Small Banks Winning Small-Business Market Share

Mergers slowed the growth of small-business lending among the nation's largest banks in the first half of the year, according to an American Banker survey.

The small-business portfolios of the top 50 banking institutions grew by only 2.18%, to $91.8 billion, in the year that ended June 30. Outstandings at all banking companies, meanwhile, grew 5.48%, to $184.9 billion, the survey found.

The findings suggest that smaller lenders are picking up market share as their larger competitors work to integrate multiple acquisitions.

Community institutions "do a pretty good job of picking off customers," said James Lientz, a small-business lending executive at BankAmerica Corp. of Charlotte, N.C. Community bank lenders said the high level of personal attention at smaller institutions is helping them win new borrowers.

"But convenience and service are very important, and that's where we have it over them," Mr. Lientz said.

The survey, based on data from Sheshunoff Information Services, tracks commercial and industrial loans of less than $1 million. Nonbank lenders such as American Express Co. and Merrill Lynch & Co. are not included.

Small-business lenders make money from the loans themselves, as well as from fees from related small-business services, including checking and cash management.

Overall, the findings demonstrate the business "remains very robust," with lenders benefiting from the strong economy and aggressive marketing, said Charles Wendel, president of Financial Institutions Consulting in New York.

Mr. Wendel said customers are "more aware of their options," and that "there are a lot more small-business credit facilities being offered."

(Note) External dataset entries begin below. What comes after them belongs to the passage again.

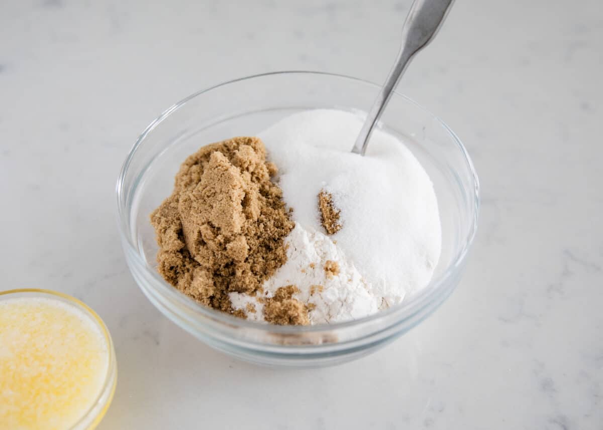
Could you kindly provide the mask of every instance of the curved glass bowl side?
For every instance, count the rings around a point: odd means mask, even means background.
[[[124,163],[117,188],[126,259],[150,300],[214,347],[249,361],[278,364],[281,360],[285,365],[292,360],[311,365],[311,360],[325,357],[353,358],[359,351],[370,351],[408,331],[435,310],[458,284],[475,235],[478,185],[458,138],[438,119],[400,95],[392,98],[384,118],[385,128],[412,143],[410,149],[434,179],[441,213],[446,210],[447,215],[442,217],[447,235],[439,270],[429,285],[402,305],[338,324],[271,326],[199,305],[166,284],[154,267],[156,245],[148,214],[171,193],[174,175],[186,156],[211,142],[257,132],[295,111],[365,107],[377,88],[324,73],[270,73],[198,93],[152,123]]]

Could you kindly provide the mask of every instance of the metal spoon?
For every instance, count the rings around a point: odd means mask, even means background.
[[[368,112],[352,152],[364,155],[373,129],[381,117],[394,89],[415,54],[426,46],[444,22],[454,0],[415,0],[402,27],[402,45],[396,63]]]

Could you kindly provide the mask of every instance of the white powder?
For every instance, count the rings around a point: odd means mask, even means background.
[[[428,284],[440,257],[437,201],[428,175],[403,143],[382,130],[373,132],[364,157],[351,153],[362,123],[353,113],[316,110],[285,118],[259,135],[279,167],[296,224],[286,239],[287,263],[264,287],[270,296],[279,287],[295,285],[302,292],[294,297],[316,305],[312,323],[358,318],[399,303]],[[317,196],[323,189],[341,210],[343,228],[330,237],[320,232]],[[337,279],[324,279],[322,267],[302,272],[318,259],[324,266],[325,258],[339,264]],[[314,284],[325,288],[311,296]],[[244,296],[231,296],[235,308],[257,302]],[[261,319],[256,307],[248,317]]]
[[[258,298],[272,297],[279,287],[289,285],[300,290],[294,298],[315,305],[308,313],[312,324],[346,321],[379,310],[380,299],[372,294],[370,285],[330,238],[319,231],[306,230],[297,223],[285,243],[287,261],[264,283],[264,294],[252,297],[230,293],[235,309],[247,311],[247,304],[253,305],[256,312],[246,312],[248,319],[263,321],[264,305]],[[336,275],[329,276],[325,271],[328,261],[339,266]]]

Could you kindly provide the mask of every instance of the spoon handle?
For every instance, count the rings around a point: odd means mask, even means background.
[[[402,27],[402,45],[394,67],[371,107],[352,152],[364,155],[375,124],[415,54],[434,39],[454,0],[415,0]]]

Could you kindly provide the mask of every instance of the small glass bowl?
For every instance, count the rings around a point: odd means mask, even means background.
[[[357,358],[408,331],[458,284],[477,226],[479,185],[458,138],[439,119],[394,94],[380,126],[399,136],[429,175],[442,223],[442,254],[428,285],[400,304],[353,321],[283,326],[248,321],[197,303],[156,270],[149,214],[172,192],[180,163],[201,146],[254,136],[279,119],[315,108],[368,108],[379,87],[348,76],[282,72],[232,81],[173,105],[140,135],[117,183],[118,217],[126,260],[136,282],[165,315],[208,345],[269,366],[317,367]],[[350,150],[353,142],[350,142]]]
[[[111,335],[109,334],[109,331],[96,312],[83,302],[66,294],[40,288],[19,288],[0,291],[0,301],[20,297],[51,299],[76,308],[90,319],[104,337],[107,344],[107,351],[109,354],[107,374],[105,376],[104,382],[98,395],[88,410],[77,422],[68,429],[93,430],[101,422],[101,420],[105,416],[105,414],[107,413],[115,393],[115,387],[117,385],[117,360],[115,358],[115,350],[113,348],[113,341],[111,339]]]

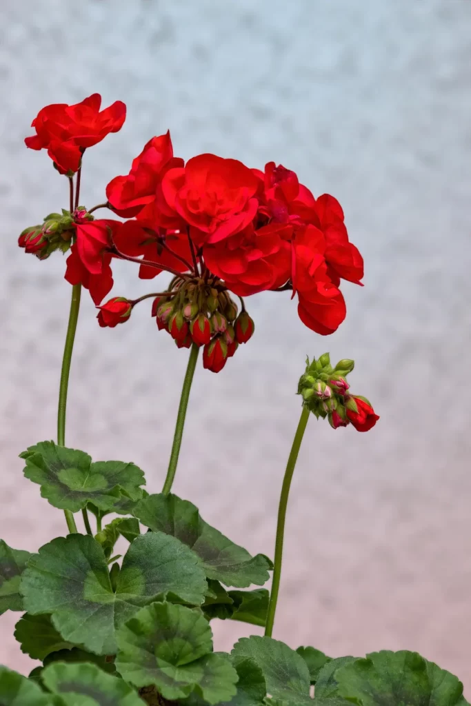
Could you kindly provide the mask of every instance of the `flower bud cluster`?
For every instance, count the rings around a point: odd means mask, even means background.
[[[93,220],[93,216],[83,206],[79,206],[73,213],[62,209],[61,213],[49,213],[42,225],[33,225],[20,234],[18,245],[27,253],[45,260],[55,250],[66,252],[71,246],[73,225]]]
[[[354,366],[354,361],[345,359],[333,367],[328,353],[324,353],[318,360],[314,358],[311,363],[308,358],[306,371],[299,379],[298,394],[318,419],[327,417],[333,429],[351,423],[358,431],[366,431],[379,417],[365,397],[349,392],[347,376]]]
[[[167,331],[179,348],[203,346],[204,367],[218,373],[254,330],[246,311],[239,316],[237,311],[227,290],[195,280],[181,284],[168,297],[157,297],[152,315],[159,330]]]

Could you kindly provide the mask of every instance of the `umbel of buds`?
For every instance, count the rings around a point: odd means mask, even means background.
[[[379,417],[366,397],[352,395],[347,376],[354,367],[354,361],[339,361],[334,367],[330,357],[324,353],[318,360],[306,360],[306,371],[301,376],[298,395],[303,405],[318,419],[327,417],[333,429],[351,424],[357,431],[367,431],[374,426]]]

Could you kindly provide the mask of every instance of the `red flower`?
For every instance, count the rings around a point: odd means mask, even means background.
[[[103,271],[107,249],[111,247],[122,224],[110,220],[94,220],[76,224],[77,253],[90,275]]]
[[[199,155],[162,181],[169,206],[193,227],[197,244],[217,243],[242,230],[254,219],[258,179],[237,160]]]
[[[76,172],[83,150],[101,142],[109,133],[118,132],[124,122],[124,103],[117,100],[100,112],[101,102],[100,94],[94,93],[76,105],[46,106],[31,124],[36,135],[25,138],[26,146],[47,150],[61,174]]]
[[[205,245],[205,261],[227,286],[241,297],[285,284],[291,273],[291,246],[286,227],[270,224],[255,230],[251,223],[215,245]]]
[[[211,339],[211,326],[204,314],[201,313],[190,324],[190,333],[197,346],[204,346]]]
[[[237,346],[232,345],[234,355]],[[227,344],[219,336],[213,338],[210,343],[207,343],[203,349],[203,367],[206,370],[210,370],[213,373],[219,373],[226,364],[229,356]]]
[[[77,251],[77,246],[73,245],[71,254],[67,258],[67,269],[65,278],[71,285],[83,285],[90,291],[95,304],[103,301],[113,287],[113,274],[109,263],[112,256],[103,256],[102,272],[100,275],[93,275],[85,267]]]
[[[238,343],[246,343],[252,337],[255,324],[246,311],[241,311],[234,325],[236,340]]]
[[[151,280],[156,277],[163,268],[171,268],[177,272],[184,272],[187,268],[176,255],[187,261],[191,258],[191,251],[186,233],[178,230],[165,231],[155,224],[147,221],[126,221],[114,234],[114,244],[121,253],[131,257],[143,256],[145,260],[155,263],[156,266],[141,265],[139,277]]]
[[[127,321],[132,311],[132,304],[122,297],[114,297],[102,306],[99,306],[97,316],[100,326],[114,328],[119,323]]]
[[[354,400],[358,411],[354,412],[353,409],[349,409],[347,405],[347,417],[357,431],[368,431],[372,426],[374,426],[379,417],[378,414],[375,414],[374,409],[368,400],[364,397],[352,395],[350,399]]]
[[[107,186],[113,210],[125,218],[141,213],[142,218],[150,218],[164,227],[178,227],[180,218],[164,200],[161,184],[169,169],[183,165],[183,160],[173,156],[169,131],[153,137],[133,160],[128,176],[116,176]]]

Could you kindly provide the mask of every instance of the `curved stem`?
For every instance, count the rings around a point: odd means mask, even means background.
[[[68,374],[71,370],[73,340],[77,328],[81,288],[81,285],[74,285],[72,287],[71,311],[68,315],[68,325],[67,327],[67,335],[66,335],[66,343],[64,347],[61,383],[59,388],[59,405],[57,407],[57,443],[59,446],[65,445],[66,443],[66,409],[67,407]],[[66,521],[69,532],[72,533],[77,532],[77,525],[73,519],[73,515],[70,510],[64,510],[64,512],[66,515]]]
[[[270,602],[268,604],[268,611],[267,613],[266,627],[265,634],[271,638],[273,630],[273,623],[275,622],[275,613],[276,611],[276,603],[278,599],[278,592],[280,590],[280,579],[281,578],[281,565],[283,558],[283,540],[285,537],[285,522],[286,521],[286,508],[288,505],[288,497],[290,495],[290,487],[291,481],[294,472],[294,467],[297,460],[301,442],[304,436],[306,426],[309,419],[309,410],[306,407],[304,407],[301,413],[301,418],[298,424],[293,445],[291,447],[291,453],[286,465],[283,484],[281,489],[281,496],[280,498],[280,505],[278,506],[278,520],[276,526],[276,540],[275,542],[275,564],[273,566],[273,579],[270,592]]]
[[[90,526],[90,520],[88,519],[88,513],[87,512],[87,508],[84,508],[82,510],[82,517],[83,517],[83,524],[85,525],[85,528],[87,531],[87,534],[91,534],[93,537],[93,532],[92,532],[92,528]]]
[[[162,489],[162,492],[164,495],[168,495],[170,492],[172,484],[174,481],[174,478],[175,477],[175,473],[177,472],[177,464],[178,463],[180,446],[181,445],[183,427],[185,424],[185,417],[186,416],[186,407],[188,407],[188,400],[190,397],[190,390],[191,389],[191,383],[193,382],[193,376],[195,372],[195,368],[196,367],[196,361],[198,360],[198,352],[199,348],[196,343],[193,343],[191,346],[190,357],[188,359],[185,379],[183,381],[181,396],[180,397],[180,405],[178,408],[178,414],[177,415],[175,433],[174,434],[172,453],[170,453],[170,460],[169,462],[169,467],[167,472],[167,477],[165,478],[164,487]]]

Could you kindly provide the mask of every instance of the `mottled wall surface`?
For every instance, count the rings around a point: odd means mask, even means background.
[[[70,287],[18,232],[67,205],[23,139],[37,110],[95,91],[129,106],[86,155],[83,203],[103,200],[150,136],[296,170],[335,194],[366,261],[328,340],[289,296],[251,300],[256,335],[217,376],[198,369],[176,491],[253,551],[275,512],[306,354],[352,357],[381,415],[368,434],[313,418],[291,497],[275,636],[329,654],[417,650],[471,690],[471,4],[467,0],[2,0],[0,4],[0,536],[35,550],[65,530],[18,453],[55,433]],[[131,264],[114,293],[148,290]],[[143,307],[99,329],[86,296],[67,441],[133,460],[158,491],[186,352]],[[0,618],[0,662],[27,671]],[[251,628],[215,626],[217,645]]]

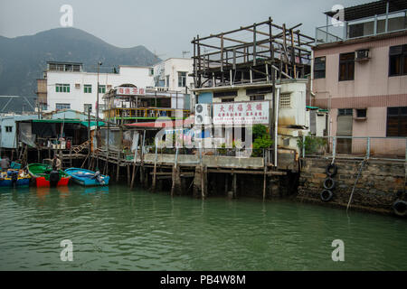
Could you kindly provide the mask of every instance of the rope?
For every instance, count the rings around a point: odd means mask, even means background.
[[[364,168],[364,163],[365,163],[366,162],[367,162],[367,159],[364,158],[364,159],[362,161],[361,164],[360,164],[359,172],[357,173],[357,177],[356,177],[356,180],[355,181],[355,184],[354,184],[354,187],[353,187],[353,189],[352,189],[352,192],[351,192],[351,195],[350,195],[350,198],[349,198],[349,201],[348,201],[348,203],[347,203],[346,212],[347,212],[347,210],[349,209],[350,204],[351,204],[351,202],[352,202],[352,198],[354,197],[355,188],[356,187],[357,181],[359,181],[359,177],[360,177],[360,174],[361,174],[361,172],[362,172],[362,169]]]

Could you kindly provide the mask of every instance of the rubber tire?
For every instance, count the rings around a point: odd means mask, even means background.
[[[402,206],[402,208],[397,208]],[[402,209],[402,210],[401,210]],[[394,214],[400,217],[404,217],[407,215],[407,201],[397,200],[393,204],[393,210],[394,211]]]
[[[326,193],[327,193],[328,195],[325,196]],[[329,200],[331,200],[333,196],[334,196],[334,194],[329,190],[324,190],[324,191],[321,191],[321,200],[322,200],[322,201],[325,201],[325,202],[329,201]]]
[[[333,169],[334,171],[331,172],[331,169]],[[327,175],[328,177],[333,177],[336,174],[337,172],[337,166],[335,163],[329,163],[328,165],[327,165],[327,167],[325,168],[325,172],[327,172]]]
[[[330,186],[328,185],[329,182],[331,182]],[[324,189],[331,191],[335,188],[335,185],[336,182],[334,179],[327,177],[327,179],[324,180]]]

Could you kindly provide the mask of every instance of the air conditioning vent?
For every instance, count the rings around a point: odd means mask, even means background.
[[[359,51],[355,51],[355,59],[356,61],[368,61],[369,60],[369,50],[368,49],[362,49]]]
[[[211,105],[199,103],[195,105],[195,125],[211,124]]]

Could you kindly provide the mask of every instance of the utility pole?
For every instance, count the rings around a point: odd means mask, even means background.
[[[185,54],[190,53],[189,51],[183,51],[183,58],[185,58]]]
[[[96,147],[99,148],[99,68],[102,65],[102,62],[98,61],[98,86],[96,88]]]

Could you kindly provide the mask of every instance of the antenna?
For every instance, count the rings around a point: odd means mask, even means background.
[[[185,54],[190,53],[190,51],[183,51],[183,58],[185,58]]]
[[[154,58],[156,59],[156,61],[158,60],[159,57],[164,56],[166,54],[156,54],[156,50],[154,50]]]

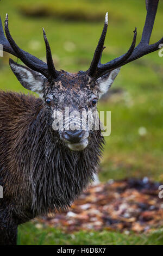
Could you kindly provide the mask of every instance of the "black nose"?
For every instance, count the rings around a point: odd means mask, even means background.
[[[61,137],[63,139],[70,142],[70,143],[77,143],[82,140],[84,135],[85,131],[82,131],[82,130],[64,131],[62,132]]]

To be sure, the nation's 50 largest banking companies still account for considerable volume. They held 2.1 million of the fivemillion small- business loans outstanding at midyear.

But the portfolios of some of the largest lenders got smaller.

At NationsBank Corp.-the leading small-business bank lender for four consecutive years-outstandings declined 13%, to $6.18 billion, in the 12 months ended June 30.

A spokesman for the banking company, which merged with BankAmerica Corp. on Sept. 30, said the data do not reflect a decline in business. Rather, they represent a more accurate picture of the bank's portfolio after the integration of several mergers.

As NationsBank consolidates its operation with that of BankAmerica, it plans to use "best practices" to become a more effective small-business lender, Mr. Lientz said. On a pro forma basis, a combined NationsBank- BankAmerica held nearly $10 billion in small-business loans on June 30.

"Our approach revolves around having the proper channels of access and keeping current with the needs of customers," Mr. Lientz said.

Wells Fargo & Co., the No. 2 small-business lender, merged with Norwest Corp., the No. 3 lender, on Nov. 2. At midyear the new Wells Fargo, based in San Francisco, had nearly $10 billion in small-business loans on its books on a pro forma basis.

Like the new BankAmerica, the emboldened Wells Fargo plans to take the best from both organizations as it combines operations with Norwest, said Colleen Anderson, executive vice president for small-business lending.

This includes giving loan officers the power to approve loans, which speeds the application process, Ms. Anderson said.

Small-business lenders use a variety of approaches to attract borrowers- most notably direct contact with customers through loan officers who frequently call on businesses. Lenders are also increasingly adding automated services, such as phone solicitations and Internet access, to their accounts.

Bigger bank lenders point to larger networks and troops of loan officers as plusses when it comes to fulfilling customers' needs. But executives at smaller banks say they are staying competitive.

At Community First Bankshares in Fargo, N.D., small-business loans make up 83% of the overall commercial and industrial portfolio, representing the highest concentration in the industry.

The weighting "is not a stated strategy but more a function of what customers at each of our banks want," said Ronald Strand, vice chairman for financial services at Community First.